|
|
-
How to solve one Scenario in hadoop ?samir das mohapatra 2013-03-05, 05:27
Hi All,
I have one scenario where our organization is trying to implement hadoop. Scenario Statement: --------------------------------------- Supoose we have variouse data sources , for example RDBMS, HDFS, Streaming . *Source Dataset Types :* 1.Single Source 2.Joining Sources 3.Filtered Data set 4.Specific columns We nee to pull the data from one source to other , it could be from HDFS to RDBMS or vice versa based on condition , that means out of whole data from source we need only the specific data,whole data,join data into the destination . So which direction we should go to pull the data based on the above dataset type condition.

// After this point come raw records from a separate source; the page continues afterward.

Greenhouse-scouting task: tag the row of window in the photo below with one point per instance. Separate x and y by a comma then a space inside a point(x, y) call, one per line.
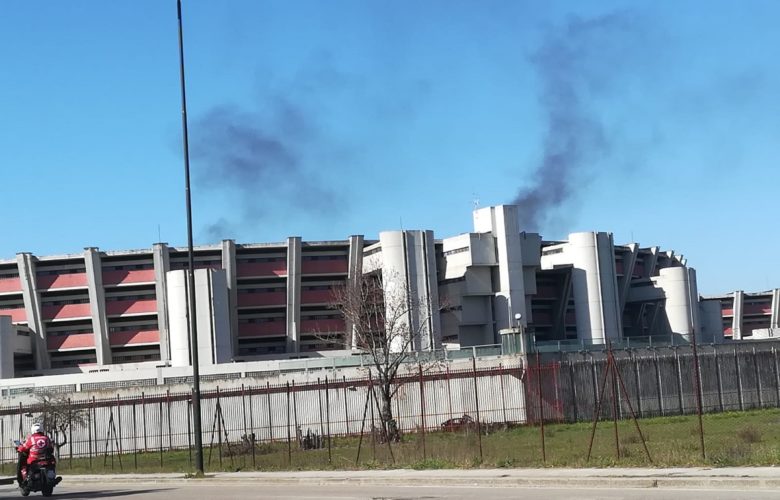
point(128, 267)
point(145, 296)
point(132, 328)
point(53, 272)
point(456, 251)
point(65, 302)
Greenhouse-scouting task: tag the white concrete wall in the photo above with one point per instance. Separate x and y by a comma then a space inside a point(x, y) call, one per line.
point(679, 307)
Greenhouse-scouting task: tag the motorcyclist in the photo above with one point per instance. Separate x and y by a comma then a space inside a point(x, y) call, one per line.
point(36, 447)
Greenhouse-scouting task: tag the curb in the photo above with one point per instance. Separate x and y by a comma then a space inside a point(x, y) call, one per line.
point(603, 482)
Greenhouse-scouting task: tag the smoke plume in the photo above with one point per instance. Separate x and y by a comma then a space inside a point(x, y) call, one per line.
point(259, 159)
point(574, 63)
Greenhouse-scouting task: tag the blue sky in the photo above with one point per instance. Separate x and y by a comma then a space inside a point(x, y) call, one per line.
point(657, 121)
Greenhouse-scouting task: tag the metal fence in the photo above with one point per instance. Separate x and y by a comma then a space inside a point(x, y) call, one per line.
point(661, 381)
point(117, 427)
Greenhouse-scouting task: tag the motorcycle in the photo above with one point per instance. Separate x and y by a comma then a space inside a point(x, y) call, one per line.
point(41, 476)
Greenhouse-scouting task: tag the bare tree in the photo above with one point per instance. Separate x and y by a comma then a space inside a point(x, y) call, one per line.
point(388, 324)
point(58, 415)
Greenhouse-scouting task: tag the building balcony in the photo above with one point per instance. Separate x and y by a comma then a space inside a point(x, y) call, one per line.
point(134, 337)
point(66, 311)
point(262, 299)
point(322, 325)
point(325, 266)
point(254, 269)
point(10, 285)
point(126, 277)
point(17, 315)
point(54, 281)
point(72, 341)
point(264, 329)
point(317, 296)
point(122, 307)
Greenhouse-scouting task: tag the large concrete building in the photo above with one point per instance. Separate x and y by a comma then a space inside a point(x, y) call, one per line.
point(256, 301)
point(743, 316)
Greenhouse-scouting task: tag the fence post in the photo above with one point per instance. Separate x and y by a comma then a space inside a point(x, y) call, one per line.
point(189, 428)
point(593, 378)
point(135, 440)
point(638, 380)
point(758, 379)
point(346, 407)
point(503, 396)
point(319, 406)
point(252, 428)
point(245, 438)
point(89, 436)
point(327, 416)
point(94, 426)
point(449, 389)
point(70, 434)
point(611, 362)
point(422, 410)
point(161, 432)
point(168, 411)
point(739, 380)
point(678, 372)
point(270, 426)
point(573, 386)
point(777, 375)
point(720, 381)
point(289, 442)
point(119, 417)
point(476, 400)
point(143, 420)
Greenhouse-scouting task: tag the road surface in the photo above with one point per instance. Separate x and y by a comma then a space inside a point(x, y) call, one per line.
point(202, 490)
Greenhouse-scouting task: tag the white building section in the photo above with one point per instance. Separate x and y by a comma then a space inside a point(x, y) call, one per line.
point(93, 309)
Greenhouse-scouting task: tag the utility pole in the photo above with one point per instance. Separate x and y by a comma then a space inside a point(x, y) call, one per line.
point(193, 331)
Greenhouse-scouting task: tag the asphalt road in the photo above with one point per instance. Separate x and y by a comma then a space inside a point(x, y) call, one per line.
point(204, 490)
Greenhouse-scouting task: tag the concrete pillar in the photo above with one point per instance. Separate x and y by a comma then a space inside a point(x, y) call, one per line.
point(229, 265)
point(211, 295)
point(594, 284)
point(293, 293)
point(411, 288)
point(7, 346)
point(97, 305)
point(675, 282)
point(32, 307)
point(629, 261)
point(502, 221)
point(162, 265)
point(354, 272)
point(176, 298)
point(736, 325)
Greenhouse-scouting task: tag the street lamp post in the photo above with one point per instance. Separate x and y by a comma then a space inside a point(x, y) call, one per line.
point(196, 421)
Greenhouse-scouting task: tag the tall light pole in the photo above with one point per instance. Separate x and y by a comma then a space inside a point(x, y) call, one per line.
point(193, 331)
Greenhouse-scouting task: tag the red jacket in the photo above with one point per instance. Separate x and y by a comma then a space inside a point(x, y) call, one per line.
point(35, 446)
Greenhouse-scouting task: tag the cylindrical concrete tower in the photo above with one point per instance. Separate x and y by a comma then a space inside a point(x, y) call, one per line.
point(676, 285)
point(594, 285)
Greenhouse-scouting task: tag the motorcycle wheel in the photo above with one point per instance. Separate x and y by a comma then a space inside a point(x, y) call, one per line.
point(48, 487)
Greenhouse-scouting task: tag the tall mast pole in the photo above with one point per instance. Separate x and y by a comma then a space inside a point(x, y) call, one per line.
point(193, 331)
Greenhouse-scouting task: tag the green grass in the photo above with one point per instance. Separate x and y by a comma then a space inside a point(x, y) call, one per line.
point(731, 439)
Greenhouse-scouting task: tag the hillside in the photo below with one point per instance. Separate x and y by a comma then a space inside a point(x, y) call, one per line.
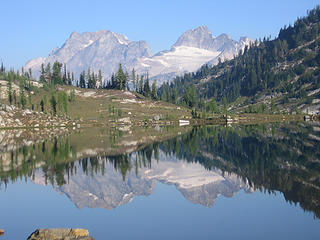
point(52, 105)
point(274, 75)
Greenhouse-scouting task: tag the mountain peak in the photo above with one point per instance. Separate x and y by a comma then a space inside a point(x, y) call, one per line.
point(200, 37)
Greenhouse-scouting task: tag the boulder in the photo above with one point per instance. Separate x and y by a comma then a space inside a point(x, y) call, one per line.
point(60, 234)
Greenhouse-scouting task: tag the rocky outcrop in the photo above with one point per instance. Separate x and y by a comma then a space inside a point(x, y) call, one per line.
point(60, 234)
point(104, 50)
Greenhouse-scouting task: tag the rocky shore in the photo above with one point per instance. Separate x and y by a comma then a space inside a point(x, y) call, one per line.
point(60, 234)
point(13, 117)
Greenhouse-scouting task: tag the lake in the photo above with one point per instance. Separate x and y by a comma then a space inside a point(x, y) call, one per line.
point(202, 182)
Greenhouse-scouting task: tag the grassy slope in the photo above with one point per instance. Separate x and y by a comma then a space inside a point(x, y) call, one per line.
point(106, 106)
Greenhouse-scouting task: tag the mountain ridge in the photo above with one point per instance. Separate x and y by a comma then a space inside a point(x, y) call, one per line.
point(104, 50)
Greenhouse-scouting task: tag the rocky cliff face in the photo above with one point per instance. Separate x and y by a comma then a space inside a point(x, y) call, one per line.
point(104, 50)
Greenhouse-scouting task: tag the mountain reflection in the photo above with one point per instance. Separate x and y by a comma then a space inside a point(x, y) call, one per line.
point(202, 163)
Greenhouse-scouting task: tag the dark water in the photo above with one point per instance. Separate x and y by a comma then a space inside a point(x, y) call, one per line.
point(213, 182)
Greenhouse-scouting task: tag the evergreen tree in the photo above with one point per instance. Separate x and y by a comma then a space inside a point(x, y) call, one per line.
point(64, 77)
point(42, 105)
point(53, 103)
point(42, 74)
point(82, 81)
point(56, 73)
point(23, 100)
point(9, 86)
point(48, 74)
point(146, 87)
point(154, 91)
point(100, 79)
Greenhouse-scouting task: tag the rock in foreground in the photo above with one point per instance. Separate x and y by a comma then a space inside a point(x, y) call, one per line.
point(60, 234)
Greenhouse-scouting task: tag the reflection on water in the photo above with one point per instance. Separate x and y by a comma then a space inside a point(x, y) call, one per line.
point(108, 168)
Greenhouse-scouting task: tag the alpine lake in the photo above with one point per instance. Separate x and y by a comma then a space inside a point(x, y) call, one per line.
point(191, 182)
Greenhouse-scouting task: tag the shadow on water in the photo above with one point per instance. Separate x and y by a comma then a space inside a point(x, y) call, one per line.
point(269, 157)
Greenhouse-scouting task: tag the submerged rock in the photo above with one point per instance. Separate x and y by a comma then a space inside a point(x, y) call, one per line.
point(60, 234)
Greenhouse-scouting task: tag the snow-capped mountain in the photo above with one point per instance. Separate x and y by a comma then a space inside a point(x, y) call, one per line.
point(104, 50)
point(109, 190)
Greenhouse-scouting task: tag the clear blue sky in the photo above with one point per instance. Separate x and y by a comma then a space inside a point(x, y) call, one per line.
point(32, 28)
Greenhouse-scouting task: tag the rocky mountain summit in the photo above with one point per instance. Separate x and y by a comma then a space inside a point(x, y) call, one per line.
point(104, 50)
point(109, 190)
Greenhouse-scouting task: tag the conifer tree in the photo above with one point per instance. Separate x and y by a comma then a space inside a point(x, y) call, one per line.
point(154, 91)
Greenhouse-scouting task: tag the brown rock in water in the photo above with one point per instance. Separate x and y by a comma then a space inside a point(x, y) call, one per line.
point(60, 234)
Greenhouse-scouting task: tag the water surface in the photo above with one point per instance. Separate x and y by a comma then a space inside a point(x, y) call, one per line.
point(243, 182)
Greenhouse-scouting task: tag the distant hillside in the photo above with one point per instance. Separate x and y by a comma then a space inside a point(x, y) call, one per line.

I am thinking . CASE-1 DATA from HDFS to HDFS (different cluster) whole data :- we will use *distcp * CASE-2 DATA from HDFS to HDFS (different cluster) conditional data (Filter data) :- we will use *CUSTOM MAP REDUCE PROGRAM Where we will do the filter operation then load* CASE-3 DATA from HDFS to RDBMS(Whole data): *SQOOP* CASE-4 DATA from HDFS to RDBMS(conditional data): *SQOOP* CASE-5 SOME DATA FROM RDBMS and SOME DATA FROM HDFS then do filter and load into HDFS : *JDBC WITH Map/Reduce program* Note: Can any one suggest me, if I am wrong and we need to do something other then this, which will be easy to do . Regards, samir. |